In the widely used MLPerf benchmarks, Nvidia’s forthcoming H100 “Hopper” Tensor Core GPU broke previous performance records during its launch, achieving scores up to 4.5 times quicker than the A100, the company’s current fastest production AI hardware.
The “inference” workloads measured by the MPerf benchmarks (officially known as “MLPerfTM Inference 2.1”) show how well a chip can apply a previously learned machine learning model to fresh data. The MLPerf benchmarks were created in 2018 by a consortium of business organisations known as the MLCommons to provide prospective clients with a uniform criterion for assessing machine learning performance.

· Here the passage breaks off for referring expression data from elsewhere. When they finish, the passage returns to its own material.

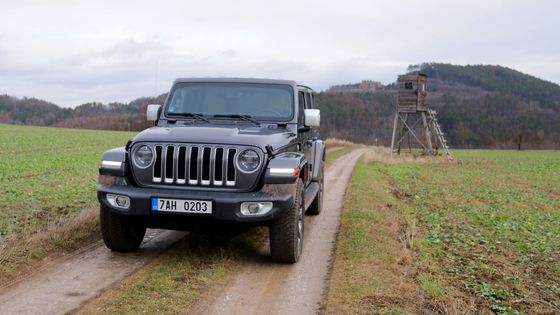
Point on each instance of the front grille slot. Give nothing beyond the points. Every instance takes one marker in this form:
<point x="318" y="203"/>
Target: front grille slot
<point x="193" y="165"/>
<point x="157" y="165"/>
<point x="230" y="177"/>
<point x="219" y="167"/>
<point x="169" y="163"/>
<point x="206" y="166"/>
<point x="181" y="165"/>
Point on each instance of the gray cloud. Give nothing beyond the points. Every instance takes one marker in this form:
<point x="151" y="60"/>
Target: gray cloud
<point x="72" y="52"/>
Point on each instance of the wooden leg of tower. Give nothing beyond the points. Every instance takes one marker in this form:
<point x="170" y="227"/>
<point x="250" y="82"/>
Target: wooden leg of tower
<point x="428" y="133"/>
<point x="395" y="123"/>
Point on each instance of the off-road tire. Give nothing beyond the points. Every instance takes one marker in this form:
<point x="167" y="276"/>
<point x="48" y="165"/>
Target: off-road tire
<point x="121" y="233"/>
<point x="286" y="233"/>
<point x="317" y="205"/>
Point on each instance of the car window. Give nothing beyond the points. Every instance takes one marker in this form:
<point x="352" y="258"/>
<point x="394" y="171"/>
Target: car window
<point x="308" y="100"/>
<point x="261" y="101"/>
<point x="301" y="101"/>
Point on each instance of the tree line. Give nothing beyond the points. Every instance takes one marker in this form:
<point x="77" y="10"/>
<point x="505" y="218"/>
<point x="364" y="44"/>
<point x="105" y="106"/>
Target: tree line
<point x="478" y="107"/>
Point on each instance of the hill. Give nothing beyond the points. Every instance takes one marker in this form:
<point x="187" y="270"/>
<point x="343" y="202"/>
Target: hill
<point x="112" y="116"/>
<point x="478" y="106"/>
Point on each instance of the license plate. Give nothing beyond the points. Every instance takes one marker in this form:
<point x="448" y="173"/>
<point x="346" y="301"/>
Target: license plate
<point x="182" y="206"/>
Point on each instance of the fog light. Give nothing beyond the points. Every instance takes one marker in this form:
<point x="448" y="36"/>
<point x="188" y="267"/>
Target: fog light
<point x="118" y="201"/>
<point x="255" y="208"/>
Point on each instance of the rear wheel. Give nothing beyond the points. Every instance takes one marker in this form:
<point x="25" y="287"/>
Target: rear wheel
<point x="286" y="233"/>
<point x="121" y="233"/>
<point x="317" y="205"/>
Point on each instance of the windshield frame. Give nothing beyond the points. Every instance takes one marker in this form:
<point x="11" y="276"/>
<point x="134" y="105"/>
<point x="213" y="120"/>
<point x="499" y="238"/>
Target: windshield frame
<point x="179" y="85"/>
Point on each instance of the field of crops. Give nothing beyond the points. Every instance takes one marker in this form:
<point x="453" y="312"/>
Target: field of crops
<point x="484" y="232"/>
<point x="48" y="175"/>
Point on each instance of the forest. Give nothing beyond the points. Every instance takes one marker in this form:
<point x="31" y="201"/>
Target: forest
<point x="479" y="106"/>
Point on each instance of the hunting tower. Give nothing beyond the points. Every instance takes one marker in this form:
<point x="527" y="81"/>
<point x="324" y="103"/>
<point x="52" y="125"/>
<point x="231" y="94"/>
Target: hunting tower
<point x="413" y="117"/>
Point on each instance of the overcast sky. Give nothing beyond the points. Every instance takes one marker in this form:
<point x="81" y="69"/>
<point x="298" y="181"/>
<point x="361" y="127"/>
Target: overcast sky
<point x="71" y="52"/>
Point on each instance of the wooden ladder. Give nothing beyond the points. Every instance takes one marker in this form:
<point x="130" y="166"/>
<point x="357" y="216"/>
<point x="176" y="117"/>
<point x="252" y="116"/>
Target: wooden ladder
<point x="434" y="125"/>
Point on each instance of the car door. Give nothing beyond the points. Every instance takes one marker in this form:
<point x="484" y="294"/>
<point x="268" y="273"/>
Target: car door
<point x="304" y="133"/>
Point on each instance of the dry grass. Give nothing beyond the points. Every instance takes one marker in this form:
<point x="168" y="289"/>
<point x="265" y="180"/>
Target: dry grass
<point x="18" y="256"/>
<point x="333" y="142"/>
<point x="383" y="155"/>
<point x="374" y="270"/>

The H100 performed very well in the BERT-Large benchmark, which evaluates the effectiveness of natural language processing using Google’s BERT model. This particular outcome is credited by Nvidia to the Transformer Engine of the Hopper architecture, which speeds up training transformer models in particular. This suggests that future natural language models like OpenAI’s GPT-3, which can create literary works in a variety of genres and engage in conversational discussions, might be accelerated by the H100.

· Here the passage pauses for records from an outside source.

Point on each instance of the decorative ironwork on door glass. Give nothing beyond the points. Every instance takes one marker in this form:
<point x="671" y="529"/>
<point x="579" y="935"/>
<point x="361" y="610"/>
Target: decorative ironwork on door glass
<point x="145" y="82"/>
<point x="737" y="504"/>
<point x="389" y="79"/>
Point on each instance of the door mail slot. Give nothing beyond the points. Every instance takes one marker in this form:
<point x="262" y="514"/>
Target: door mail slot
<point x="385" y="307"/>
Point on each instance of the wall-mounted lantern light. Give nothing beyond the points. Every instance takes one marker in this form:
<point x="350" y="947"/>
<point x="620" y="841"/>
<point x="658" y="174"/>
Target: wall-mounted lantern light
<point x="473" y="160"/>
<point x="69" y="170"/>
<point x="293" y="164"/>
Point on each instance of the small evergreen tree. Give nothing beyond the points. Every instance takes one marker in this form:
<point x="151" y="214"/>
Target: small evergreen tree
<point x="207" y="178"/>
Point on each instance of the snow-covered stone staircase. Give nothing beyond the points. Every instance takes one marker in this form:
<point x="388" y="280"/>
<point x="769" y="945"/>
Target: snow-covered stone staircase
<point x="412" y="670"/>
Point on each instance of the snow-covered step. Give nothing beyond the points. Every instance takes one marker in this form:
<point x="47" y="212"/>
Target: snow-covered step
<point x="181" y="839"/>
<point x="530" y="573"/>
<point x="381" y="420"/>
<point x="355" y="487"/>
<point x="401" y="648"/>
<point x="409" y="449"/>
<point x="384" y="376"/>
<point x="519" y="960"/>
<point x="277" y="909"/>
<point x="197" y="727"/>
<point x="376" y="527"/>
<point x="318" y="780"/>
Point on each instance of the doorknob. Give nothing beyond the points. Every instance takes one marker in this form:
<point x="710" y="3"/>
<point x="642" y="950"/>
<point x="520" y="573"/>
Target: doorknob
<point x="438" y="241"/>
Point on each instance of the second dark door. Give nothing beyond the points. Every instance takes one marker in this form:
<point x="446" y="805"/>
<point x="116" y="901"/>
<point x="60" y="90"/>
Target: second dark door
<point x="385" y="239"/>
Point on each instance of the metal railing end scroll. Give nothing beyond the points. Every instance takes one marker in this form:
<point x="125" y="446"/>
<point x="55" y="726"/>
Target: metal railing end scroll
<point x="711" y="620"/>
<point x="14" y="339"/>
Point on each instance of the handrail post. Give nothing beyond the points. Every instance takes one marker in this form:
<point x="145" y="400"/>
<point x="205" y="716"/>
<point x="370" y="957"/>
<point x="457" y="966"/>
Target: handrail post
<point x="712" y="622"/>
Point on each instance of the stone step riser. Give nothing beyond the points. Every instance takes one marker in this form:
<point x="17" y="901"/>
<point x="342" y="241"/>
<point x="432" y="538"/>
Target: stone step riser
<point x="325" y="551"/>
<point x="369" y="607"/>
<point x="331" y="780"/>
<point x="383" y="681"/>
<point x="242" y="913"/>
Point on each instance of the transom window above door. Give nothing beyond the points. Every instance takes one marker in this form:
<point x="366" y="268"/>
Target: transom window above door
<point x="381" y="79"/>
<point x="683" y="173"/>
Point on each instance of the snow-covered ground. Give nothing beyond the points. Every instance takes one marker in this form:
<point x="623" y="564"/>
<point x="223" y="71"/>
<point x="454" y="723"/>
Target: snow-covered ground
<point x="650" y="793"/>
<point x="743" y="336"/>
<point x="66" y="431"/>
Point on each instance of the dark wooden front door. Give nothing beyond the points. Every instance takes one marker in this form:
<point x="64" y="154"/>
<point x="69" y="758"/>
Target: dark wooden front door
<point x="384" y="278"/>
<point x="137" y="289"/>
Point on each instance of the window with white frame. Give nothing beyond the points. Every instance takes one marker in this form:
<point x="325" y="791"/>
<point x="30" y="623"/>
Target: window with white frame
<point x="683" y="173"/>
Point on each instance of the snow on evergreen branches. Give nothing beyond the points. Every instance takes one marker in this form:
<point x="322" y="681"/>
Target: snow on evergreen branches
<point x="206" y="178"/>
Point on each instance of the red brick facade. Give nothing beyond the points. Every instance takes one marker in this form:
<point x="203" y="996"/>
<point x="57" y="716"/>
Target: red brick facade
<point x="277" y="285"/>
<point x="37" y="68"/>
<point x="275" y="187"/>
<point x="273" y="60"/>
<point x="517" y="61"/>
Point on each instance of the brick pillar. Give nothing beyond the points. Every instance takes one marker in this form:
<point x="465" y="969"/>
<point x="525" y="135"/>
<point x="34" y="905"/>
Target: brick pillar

The H100, according to Nvidia, is a top-tier data centre GPU processor made for AI and HPC applications including image recognition, extensive language models, picture synthesis, and more. Although it is still in development, many anticipate it will overtake the A100 as Nvidia’s top data centre GPU. Concerns that Nvidia would not be able to produce the H100 by the end of 2022 since part of its development is taking place there arose after US government limitations on exporting of the chips to China were implemented last week.

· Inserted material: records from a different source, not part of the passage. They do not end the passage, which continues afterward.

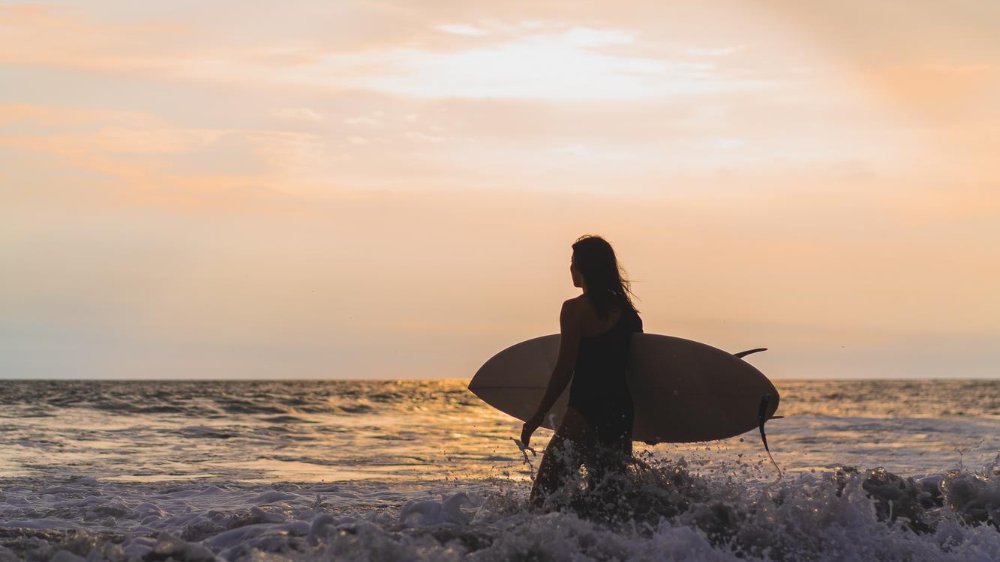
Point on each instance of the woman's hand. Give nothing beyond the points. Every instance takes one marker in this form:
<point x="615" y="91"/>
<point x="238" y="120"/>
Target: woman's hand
<point x="529" y="427"/>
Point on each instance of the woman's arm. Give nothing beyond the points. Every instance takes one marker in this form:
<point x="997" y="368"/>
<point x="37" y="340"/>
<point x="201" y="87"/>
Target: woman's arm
<point x="569" y="345"/>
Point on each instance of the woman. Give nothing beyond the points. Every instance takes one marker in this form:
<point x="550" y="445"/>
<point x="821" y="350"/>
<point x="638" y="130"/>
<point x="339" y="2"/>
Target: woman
<point x="596" y="329"/>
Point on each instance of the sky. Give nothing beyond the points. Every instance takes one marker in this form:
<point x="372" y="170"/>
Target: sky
<point x="390" y="189"/>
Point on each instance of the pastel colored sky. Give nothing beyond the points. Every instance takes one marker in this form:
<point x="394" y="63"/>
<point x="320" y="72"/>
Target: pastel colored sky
<point x="390" y="189"/>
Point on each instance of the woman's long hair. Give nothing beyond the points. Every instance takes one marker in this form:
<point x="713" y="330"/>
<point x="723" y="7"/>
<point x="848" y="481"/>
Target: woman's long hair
<point x="606" y="284"/>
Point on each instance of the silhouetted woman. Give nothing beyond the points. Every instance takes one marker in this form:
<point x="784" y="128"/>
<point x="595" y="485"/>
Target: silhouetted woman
<point x="596" y="329"/>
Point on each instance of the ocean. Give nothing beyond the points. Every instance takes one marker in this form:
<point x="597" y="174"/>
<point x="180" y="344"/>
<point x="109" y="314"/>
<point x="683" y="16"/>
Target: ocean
<point x="423" y="470"/>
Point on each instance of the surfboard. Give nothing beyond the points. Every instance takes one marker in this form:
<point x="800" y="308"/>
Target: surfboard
<point x="683" y="391"/>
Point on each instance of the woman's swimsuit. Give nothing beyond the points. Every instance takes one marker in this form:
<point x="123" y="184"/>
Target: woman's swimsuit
<point x="599" y="390"/>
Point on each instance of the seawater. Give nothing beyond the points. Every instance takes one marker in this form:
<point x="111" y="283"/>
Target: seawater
<point x="422" y="470"/>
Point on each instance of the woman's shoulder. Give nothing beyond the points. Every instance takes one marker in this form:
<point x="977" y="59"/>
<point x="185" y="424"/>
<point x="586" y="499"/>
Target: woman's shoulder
<point x="575" y="305"/>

The project seems to be back on track for the time being after Nvidia stated in a second Securities and Exchange Commission filing last week that the US government will permit continuing development of the H100 in China. The H100 will be accessible “later this year,” according to Nvidia. In the years to come, the H100 might power a wide range of ground-breaking AI applications, if the A100 chip from the previous generation is any indicator.